Shakespeare is still Shakespeare, no matter how it is presented. At Henry Ford Community College last weekend, the Performing Arts Department presented a modified "As You Like It," set in the 1960's, but with the original dialogue. The purpose of changing the setting was to show the timelessness of Shakespeare's works. This much was accomplished. However, the length of the show (almost three hours) combined with the Shakespearean dialogue and antique writing style made the production almost too heavy to follow. If it were not for the original staging, much of the audience's attention would have been lost.

One example of the clever technical setup were the entrances and exits of famed wrestler Charles (played by Steven Nicolich) early in the play. Other highlights include the well-thought-out and well-executed fight scene between Charles and Orlando (Daniel Taylor), and the planning and working of the music.
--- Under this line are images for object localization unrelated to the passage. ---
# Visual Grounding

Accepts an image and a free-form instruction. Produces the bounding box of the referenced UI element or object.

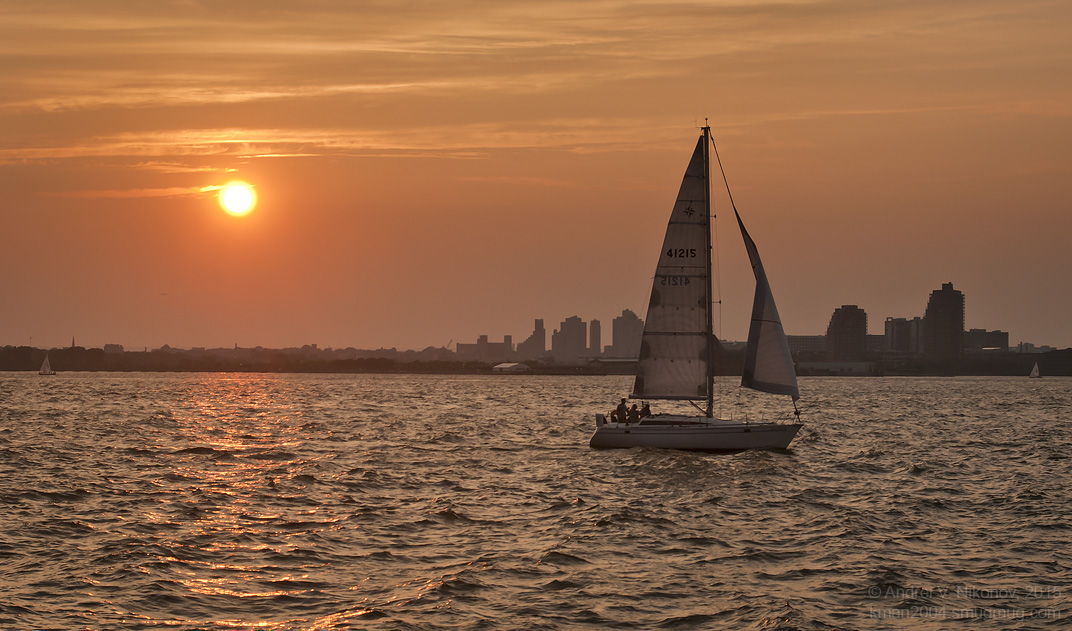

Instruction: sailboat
[1029,362,1041,378]
[590,125,802,451]
[39,354,56,375]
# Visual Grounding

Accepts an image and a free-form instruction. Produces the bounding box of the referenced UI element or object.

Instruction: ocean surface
[1,373,1069,630]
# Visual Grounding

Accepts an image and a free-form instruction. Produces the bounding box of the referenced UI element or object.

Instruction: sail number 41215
[666,248,697,258]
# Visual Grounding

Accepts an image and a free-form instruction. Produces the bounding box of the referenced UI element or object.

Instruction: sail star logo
[683,204,695,217]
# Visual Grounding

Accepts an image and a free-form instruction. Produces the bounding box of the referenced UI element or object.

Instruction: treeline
[2,345,1069,376]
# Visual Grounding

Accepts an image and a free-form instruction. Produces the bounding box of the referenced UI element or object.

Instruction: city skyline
[3,2,1071,352]
[455,279,1049,363]
[22,277,1057,357]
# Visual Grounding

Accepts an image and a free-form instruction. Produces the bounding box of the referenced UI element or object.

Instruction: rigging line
[709,130,739,215]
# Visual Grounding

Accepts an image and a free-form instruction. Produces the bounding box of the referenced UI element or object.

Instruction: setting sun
[219,182,256,216]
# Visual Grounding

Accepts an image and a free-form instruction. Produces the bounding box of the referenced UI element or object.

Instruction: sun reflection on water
[135,374,343,626]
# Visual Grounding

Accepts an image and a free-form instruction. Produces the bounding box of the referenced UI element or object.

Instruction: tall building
[884,316,924,353]
[516,319,546,361]
[605,309,644,358]
[825,305,868,361]
[923,282,965,359]
[550,316,588,363]
[589,319,602,357]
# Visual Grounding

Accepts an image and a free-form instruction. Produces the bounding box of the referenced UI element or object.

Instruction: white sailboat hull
[590,415,801,451]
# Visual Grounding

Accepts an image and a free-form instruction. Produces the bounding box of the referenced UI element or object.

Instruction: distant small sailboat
[589,124,802,451]
[39,354,56,375]
[1029,362,1041,379]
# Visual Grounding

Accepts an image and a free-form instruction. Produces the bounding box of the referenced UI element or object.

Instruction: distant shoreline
[3,345,1070,377]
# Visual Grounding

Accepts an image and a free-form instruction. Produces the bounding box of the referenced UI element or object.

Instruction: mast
[702,123,714,417]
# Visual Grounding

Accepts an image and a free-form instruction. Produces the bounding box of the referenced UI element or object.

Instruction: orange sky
[2,1,1070,351]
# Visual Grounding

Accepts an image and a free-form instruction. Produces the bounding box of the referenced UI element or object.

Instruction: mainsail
[631,136,711,402]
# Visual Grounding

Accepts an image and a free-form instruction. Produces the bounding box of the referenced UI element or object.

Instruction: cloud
[2,1,1069,173]
[47,185,212,199]
[0,118,668,162]
[132,161,234,174]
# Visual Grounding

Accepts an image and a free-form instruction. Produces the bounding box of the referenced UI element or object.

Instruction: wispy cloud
[132,161,234,174]
[1,1,1068,173]
[47,185,212,199]
[0,119,669,162]
[2,78,475,114]
[8,1,1013,114]
[4,0,1066,145]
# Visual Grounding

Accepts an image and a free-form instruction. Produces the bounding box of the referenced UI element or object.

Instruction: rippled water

"As You Like It" is a comedy love story which includes elements of youth rebellion and cravings for power, both still applicable today. The acting was generally of high quality. Taylor did a good job as the rebellious Orlando, as did Nanette Hammoud and Heather Ann Capote as the banished cousins, Rosalind and Celia. Randal Kuzdak gave a wonderful portrayal as the fool Touchstone.

This production made Shakespeare's work a little more palatable for those who normally do not care for classical theater, but the strong 16th century flavor in the dialogue still made it heavy fare.